Juros, reforma tributária e crédito

Mantega disse ainda que mais recentemente houve uma elevação da taxa de juros para combater a inflação. “Mas isso é algo passageiro porque na verdade nós temos que continuar mantendo a inflação sob controle e manter as condições fiscais.”

Segundo ele, parte dos problemas da indústria é que também o mercado interno diminuiu por causa da política monetária mais restritiva. “Isso é passageiro porque o Brasil tem um mercado consumidor que só se amplia. O salário real continua crescendo, portanto, a massa salarial continua crescendo. Passageiramente houve uma redução de demanda por falta de crédito por causa do enfrentamento da inflação por conta da seca, da turbulência internacional”, disse Mantega, afirmando que o próximo ajuste é realizar uma política monetária mais flexível.

O ministro informou que os empresários pediram que o governo continue se ampliando o programa de concessões. “Isso coincide com o desejo do governo com a diminuição de gargalos que temos na infraestrutura.”

Mantega disse ainda o governo avançou na reforma tributária, mas no atual momento eleitoral é muito difícil evoluir ainda mais. “Avançamos no IPI e temos que avaliar no PIS e Cofins”, disse Mantega, afirmando que o governo quer fazer mais reformas.

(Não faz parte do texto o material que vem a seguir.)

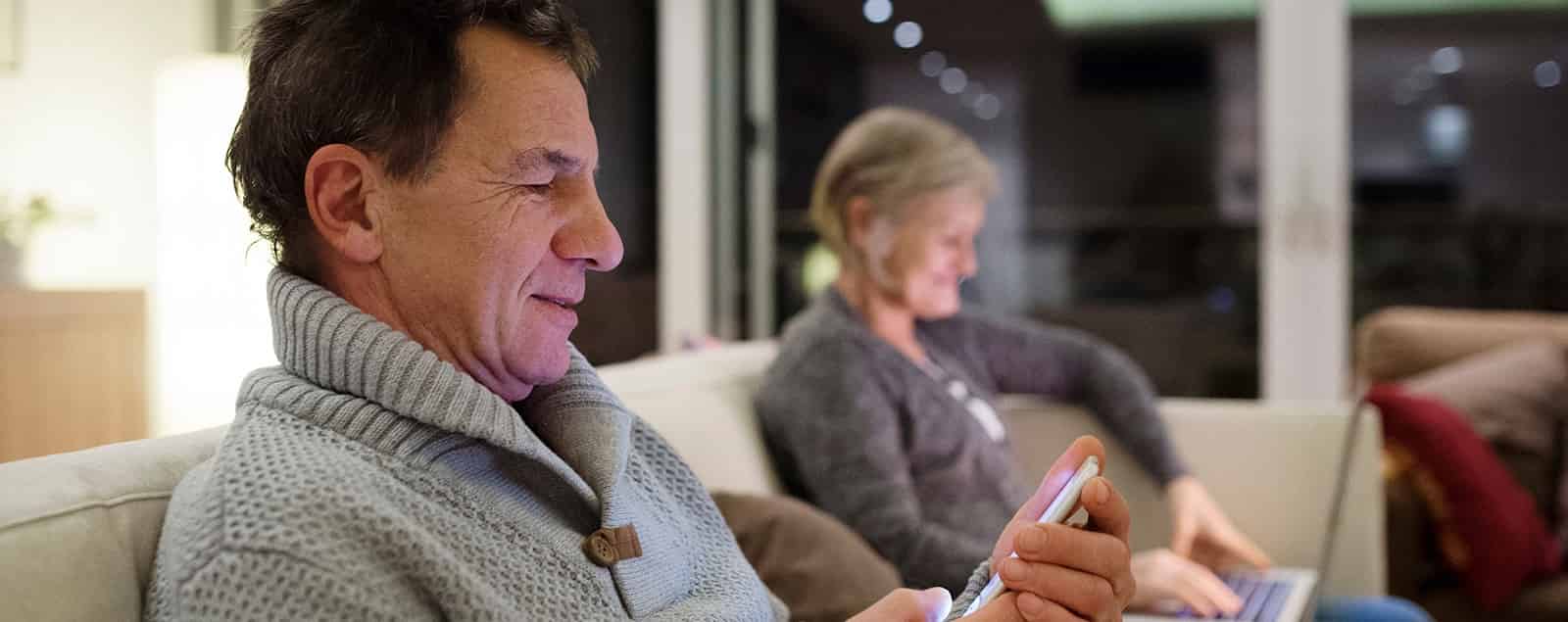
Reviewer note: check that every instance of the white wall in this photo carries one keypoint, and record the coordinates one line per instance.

Com relação à restrição de crédito o ministro ressaltou que é preciso criar condições para que os bancos voltem a se interessar pelo crédito, lembrando como medida recente o anúncio do recolhimento compulsório dos bancos para elevar a disponibilidade de crédito. “Teremos volta gradual do crédito”, disse, otimista.

Na coletiva, o presidente da CNI, Robson Braga de Andrade, comentou as medidas anunciadas. “No mundo inteiro todos os países procuram preservar sua capacidade manufatureira. É para fazer que nossa indústria possa fazer mais, ser competitiva, participar tanto do mercado externo como do interno”, defendeu Andrade.